Mir ist aufgefallen das bei deviantart.com die preview Bilder auf der Starterseite sich "berechnen". Das heisst wenn man mit einer kleinen Browserauflösung kommt zeigt es z.B. 2 Bilder an bei einer grösseren 3 oder mehr. Es berechnet den Platz den es braucht um es jedem Browser Fenster schön darzustellen. 

Wie geht das?
Der Contentteil wird "enger" und "breiter" zudem kommen informationen (bei Deviantart.com Bilder) hinzu oder weg.

Finde das eine sehr saubere Lösung für Webdesign. Aber keine Ahnung wie das gemacht wird. 
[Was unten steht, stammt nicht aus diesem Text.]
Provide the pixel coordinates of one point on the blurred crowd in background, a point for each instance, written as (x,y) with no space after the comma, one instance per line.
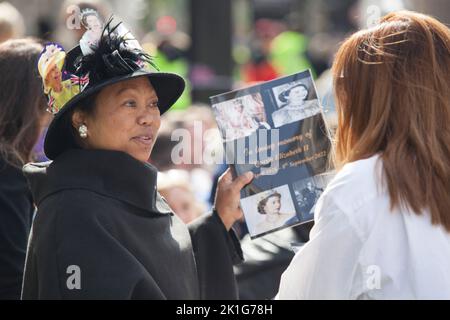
(218,46)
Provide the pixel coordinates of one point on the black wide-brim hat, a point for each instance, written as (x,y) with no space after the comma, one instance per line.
(111,63)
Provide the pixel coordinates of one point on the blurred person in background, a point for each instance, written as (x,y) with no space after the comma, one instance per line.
(12,25)
(383,222)
(70,28)
(22,119)
(171,53)
(174,185)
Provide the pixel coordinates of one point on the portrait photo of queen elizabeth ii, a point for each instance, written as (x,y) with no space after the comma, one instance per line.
(268,210)
(295,101)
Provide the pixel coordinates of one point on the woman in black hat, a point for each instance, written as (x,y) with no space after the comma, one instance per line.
(102,231)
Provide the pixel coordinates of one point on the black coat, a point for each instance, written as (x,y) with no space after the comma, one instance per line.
(100,212)
(16,212)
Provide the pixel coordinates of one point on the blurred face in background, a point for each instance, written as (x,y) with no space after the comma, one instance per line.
(272,206)
(298,95)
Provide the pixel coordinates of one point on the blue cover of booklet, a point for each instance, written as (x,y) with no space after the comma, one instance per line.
(277,130)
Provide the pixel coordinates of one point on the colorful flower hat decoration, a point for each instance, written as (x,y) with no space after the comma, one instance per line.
(102,58)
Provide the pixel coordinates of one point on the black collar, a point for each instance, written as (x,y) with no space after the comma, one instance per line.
(110,173)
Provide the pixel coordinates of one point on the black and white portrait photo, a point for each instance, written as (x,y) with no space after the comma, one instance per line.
(307,192)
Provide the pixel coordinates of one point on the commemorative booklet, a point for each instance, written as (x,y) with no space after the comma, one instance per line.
(277,130)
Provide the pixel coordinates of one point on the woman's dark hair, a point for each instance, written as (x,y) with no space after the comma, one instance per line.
(22,101)
(263,202)
(87,106)
(283,96)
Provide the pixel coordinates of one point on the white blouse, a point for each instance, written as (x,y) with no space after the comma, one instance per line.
(360,249)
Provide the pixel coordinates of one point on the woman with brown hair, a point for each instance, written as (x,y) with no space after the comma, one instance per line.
(22,109)
(383,224)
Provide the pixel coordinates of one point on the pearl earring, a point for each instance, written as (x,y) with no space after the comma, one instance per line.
(83,131)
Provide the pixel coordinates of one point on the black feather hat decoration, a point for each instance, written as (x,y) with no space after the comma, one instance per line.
(116,53)
(107,54)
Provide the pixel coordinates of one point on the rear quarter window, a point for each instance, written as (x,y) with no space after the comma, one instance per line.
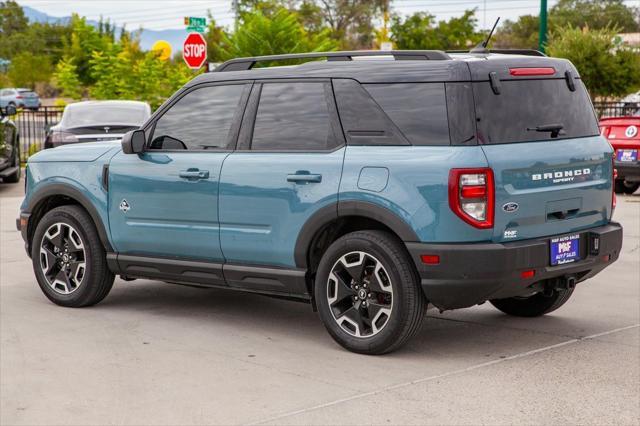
(419,110)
So please Help oder Infos damit ich (oder andere) dies auch so machen können.

Greezzzzzz


----------



## Maik (18. Januar 2007)

Hi,

ich würde mal sagen, dass die Preview-Bilder in floatenden DIVs eingebettet sind und die linke Seitenspalte keine fixe Breitenangabe besitzt. Diese Rahmenbedingungen erzielen dann das von dir umschriebene Verhalten, wenn die Fenstergröße skaliert wird.


----------



## Gumbo (18. Januar 2007)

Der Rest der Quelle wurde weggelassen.